Assim, ninguém terá mais de um 1% do controle. E, para evitar oscilações como as do Bitcoin, a Libra será emitida com lastro em moedas fortes: dólares, euros, libras esterlinas e ienes. Isso deverá garantir relativa estabilidade em relação às taxas de câmbio tradicionais. As transações serão realizadas pelo sistema da “wallet”, ou carteira virtual. O usuário compra uma determinada quantidade de Libras usando sua própria moeda, armazena-as em uma carteira virtual e as transfere para a carteira de outro usuário. A promessa do Facebook é que isso vai atender os bilhões de usuários que possuem smartphones, mas que não têm acesso a contas bancárias e a produtos financeiros. Assim, a Libra é a promessa definitiva de democratização dos serviços financeiros.
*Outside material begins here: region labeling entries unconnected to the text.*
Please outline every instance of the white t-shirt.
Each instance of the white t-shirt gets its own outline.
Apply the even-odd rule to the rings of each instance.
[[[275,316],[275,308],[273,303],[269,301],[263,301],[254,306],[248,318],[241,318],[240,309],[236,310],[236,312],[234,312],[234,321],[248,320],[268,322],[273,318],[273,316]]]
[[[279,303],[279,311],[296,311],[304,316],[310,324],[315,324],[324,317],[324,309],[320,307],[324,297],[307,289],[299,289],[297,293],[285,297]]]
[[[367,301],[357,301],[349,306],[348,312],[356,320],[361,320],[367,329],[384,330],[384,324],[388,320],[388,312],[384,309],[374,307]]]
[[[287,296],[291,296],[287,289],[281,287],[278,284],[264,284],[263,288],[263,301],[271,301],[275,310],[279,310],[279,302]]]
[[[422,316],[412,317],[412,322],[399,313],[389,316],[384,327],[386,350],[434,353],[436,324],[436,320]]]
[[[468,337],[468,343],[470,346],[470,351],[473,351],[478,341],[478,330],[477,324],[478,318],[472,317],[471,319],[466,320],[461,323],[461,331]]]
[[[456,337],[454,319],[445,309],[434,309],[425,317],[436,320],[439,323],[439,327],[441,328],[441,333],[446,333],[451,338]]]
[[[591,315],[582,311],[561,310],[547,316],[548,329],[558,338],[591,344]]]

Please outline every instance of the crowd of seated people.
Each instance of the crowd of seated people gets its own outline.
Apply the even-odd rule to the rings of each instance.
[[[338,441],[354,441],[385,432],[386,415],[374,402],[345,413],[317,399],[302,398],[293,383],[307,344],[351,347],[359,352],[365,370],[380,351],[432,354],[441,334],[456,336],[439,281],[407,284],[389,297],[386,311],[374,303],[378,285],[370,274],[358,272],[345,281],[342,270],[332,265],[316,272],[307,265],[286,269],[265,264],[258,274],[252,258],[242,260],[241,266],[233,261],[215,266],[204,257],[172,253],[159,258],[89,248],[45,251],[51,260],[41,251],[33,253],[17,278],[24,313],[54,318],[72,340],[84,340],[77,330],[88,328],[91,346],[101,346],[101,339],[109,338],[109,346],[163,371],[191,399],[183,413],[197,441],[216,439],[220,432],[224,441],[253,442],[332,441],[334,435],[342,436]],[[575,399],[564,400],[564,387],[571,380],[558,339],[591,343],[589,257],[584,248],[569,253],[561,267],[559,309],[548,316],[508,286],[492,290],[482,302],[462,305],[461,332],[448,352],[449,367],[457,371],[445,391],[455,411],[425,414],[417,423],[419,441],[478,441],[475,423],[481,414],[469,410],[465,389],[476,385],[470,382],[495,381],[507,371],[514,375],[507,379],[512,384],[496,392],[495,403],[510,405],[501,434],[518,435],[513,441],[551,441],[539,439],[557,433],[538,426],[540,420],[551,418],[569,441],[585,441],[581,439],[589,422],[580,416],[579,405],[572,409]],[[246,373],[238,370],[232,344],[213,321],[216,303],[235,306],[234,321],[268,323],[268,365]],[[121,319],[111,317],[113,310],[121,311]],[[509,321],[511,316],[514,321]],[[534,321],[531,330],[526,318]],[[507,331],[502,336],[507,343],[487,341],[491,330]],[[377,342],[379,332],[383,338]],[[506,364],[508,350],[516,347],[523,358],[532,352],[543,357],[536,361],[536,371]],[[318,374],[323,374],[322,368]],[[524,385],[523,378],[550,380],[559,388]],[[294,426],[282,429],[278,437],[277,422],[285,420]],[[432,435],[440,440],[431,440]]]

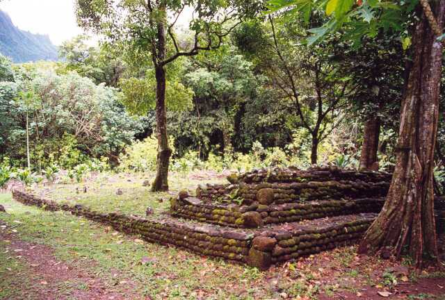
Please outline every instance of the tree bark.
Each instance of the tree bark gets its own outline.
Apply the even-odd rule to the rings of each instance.
[[[318,133],[315,133],[312,134],[312,146],[311,147],[311,163],[312,165],[317,164],[317,160],[318,157]]]
[[[156,69],[156,121],[158,138],[156,173],[152,185],[152,192],[168,190],[168,165],[172,149],[167,135],[167,112],[165,109],[165,70],[163,67]]]
[[[444,25],[445,0],[435,2]],[[413,35],[413,64],[402,103],[396,163],[383,209],[359,247],[360,253],[386,248],[412,256],[416,267],[426,254],[438,259],[432,169],[437,129],[442,44],[423,14]]]
[[[380,134],[380,120],[378,116],[371,116],[364,124],[363,146],[360,156],[360,169],[378,170],[378,138]]]
[[[28,108],[26,108],[26,160],[28,169],[31,170],[31,159],[29,158],[29,118]]]
[[[161,22],[157,24],[156,56],[154,58],[156,76],[156,124],[158,138],[156,172],[152,184],[152,192],[168,190],[168,166],[172,149],[168,145],[167,135],[167,112],[165,109],[165,69],[163,61],[165,58],[165,28]],[[153,53],[154,56],[155,54]]]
Não curti: Maxine Waters, diretora do Comitê de Finanças da Câmara dos Deputados americana, pediu a suspensão das pesquisas que envolvem a Libra, ao menos por enquanto (Crédito:AP Photo/Jacquelyn Martin)

Apesar disso, as críticas se avolumam. “Uma moeda transnacional levanta questões regulatórias importantes”, diz Igreja. Por exemplo, o que vai ocorrer se houver um ataque especulativo contra a moeda, ou se começar a haver inflação em Libras. Há outras questões, como a privacidade das transações. Apesar dos vazamentos, os bancos tradicionais e as administradoras de cartões dedicam boa parte do seu tempo a garantir o sigilo dos usuários, exceto em casos de suspeita de práticas criminosas. A Libra Association já informou que, como no caso de outras moedas virtuais, as transações serão “pseudo anônimas”. Em português, isso quer dizer que o total transacionado, a hora e o endereço lógico dos envolvidos na cadeia do blockchain serão visíveis apenas para os participantes da rede. Para evitar crimes, o Facebook já anunciou a criação do Calibra, uma subsidiária dedicada a garantir a “separação entre os dados da rede social e os dados financeiros”.

POLÍTICOS Os políticos não curtiram a ideia. Nos Estados Unidos, os deputados Maxine Waters e Patrick McHenry, respectivamente diretora e secretário do Comitê de Finanças da Câmara dos Deputados americana já pediram a seus pares para convocar os executivos do Facebook. Maxine pediu oficialmente que o Facebook interrompa o desenvolvimento da Libra, ao menos por uns tempos.

Do outro lado do Atlântico, as autoridades econômicas compartilharam a insatisfação. Bruno Le Maire, ministro das Finanças da França foi taxativo em dizer que o dinheiro emitido por Zuckerberg não pode ser comparado às moedas nacionais. O deputado alemão Markus Ferber, membro do Parlamento Europeu, disse que a Comunidade Europeia não deveria “deixar o Facebook operar em um Nirvana regulatório”. E Mark Carney, governador do Banco da Inglaterra, o BC inglês, disse – britanicamente, claro – que “mantinha a mente aberta, mas que a Libra deveria ser examinada bem mais de perto antes de tomarmos qualquer decisão.” Qualquer que seja o futuro da Libra, sua história está só começando.